A Montana dad is claiming that medical marijuana helped cure his 2-year-old son's massive brain tumor.
Mike Hyde, 27, said he slipped a little cannabis oil into his toddler Cash's feeding tube after the boy stopped eating for 40 days. Chemo treatments were making him too sick to eat.
"Not only was it helpful, it was a godsend," Hyde told ABC News.
Hyde had used medicinal marijuana to treat his own attention deficit disorder, and he got Cash a card after doctors found a malignant brain tumor on his optic never in 2010.
After doctors started an aggressive chemo treatment, the tot lost his appetite and threw up 10 times a day, his dad said. The little boy also suffered septic shock, a stroke and internal hemorrhaging.
"When he started the chemo, he was so sick," Hyde said. "For the first six weeks, he was blind...It's the nastiest thing to see someone you love go through this."
After doctors inserted a feeding tube into Cash's stomach, Hyde said he boiled up a little weed with olive oil and poured tiny doses into it, hoping to ease the boy's nausea and get him eating again.
Hyde never told doctors, because medical marijuana is illegal in Utah, where the boy was being treated. It is legal in Montana, where the family lives.
Miraculously, the boy recovered last fall.
"In two weeks he was weaned off all the nausea drugs, and he was eating again and sitting up in and laughing," Hyde said.
Doctors said the dad's impromptu pot treatment was surprising, but risky.
"I think that the fact that he didn't have the rapport and ability to be honest with the doctor is very troubling," Dr. Linda Granowetter, a pediatrics professor at NYU, told ABC.
"It's awfully hard to gauge if a child would have a bad reaction," she added. Granowetter said the idea that pot can cure cancer is "ludicrous."

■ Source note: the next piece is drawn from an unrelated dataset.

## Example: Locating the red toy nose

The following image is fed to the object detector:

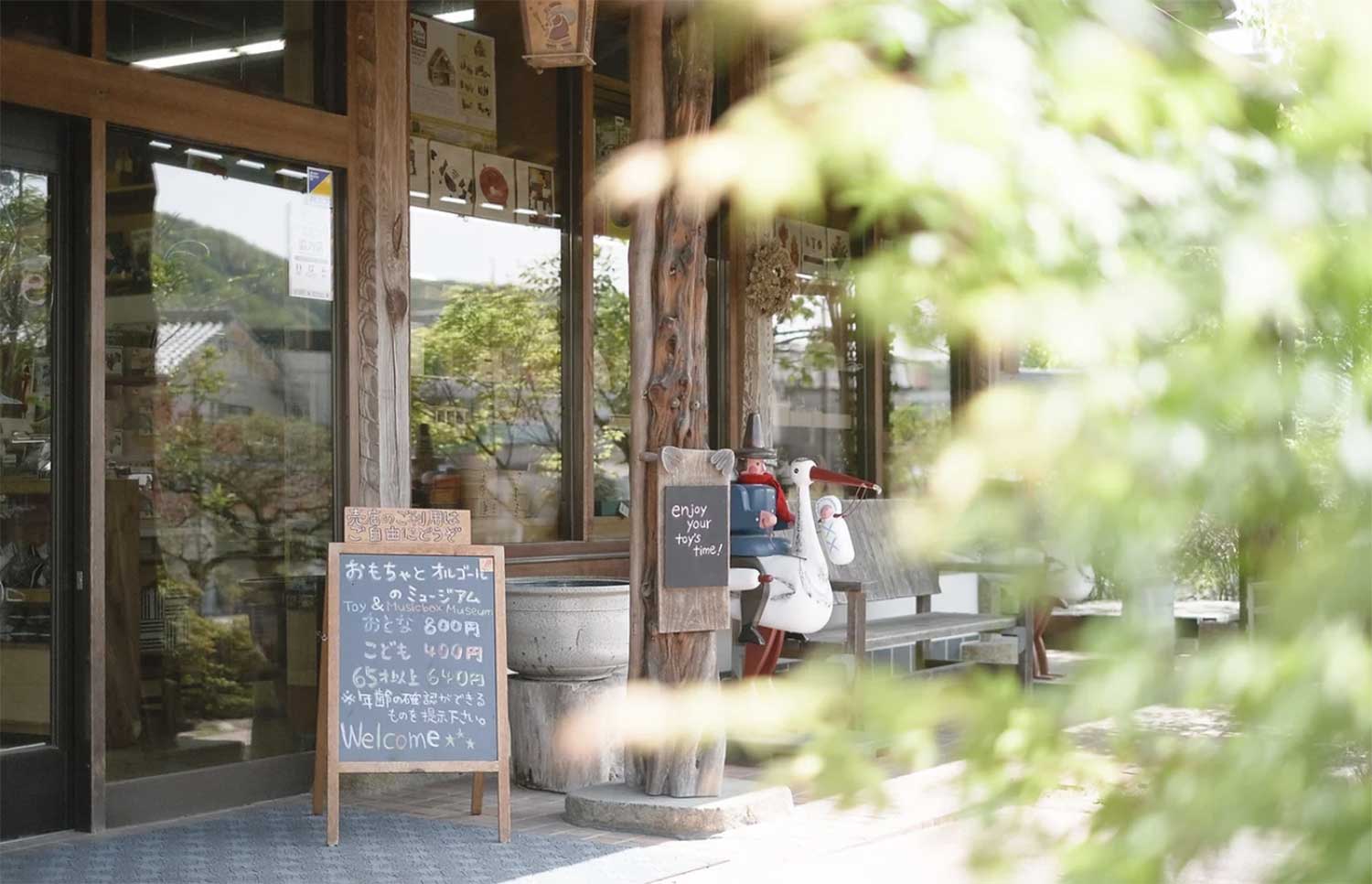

Medical marijuana is legal in 16 states and commonly used to treat nausea associated with cancer treatments, as well as glaucoma and other stomach illnesses.
It has not been tested on children.
Hyde said his doctors called the recovery "miraculous," but warned him that there was a 50-to-80% chance that the cancer would come back.
Hyde and his wife set up a foundation to help children with cancer, and said doctors at the hospital told him he was "one of the best dads."
"I was told he was going to die, but I knew he hadn't stopped the fight," he said.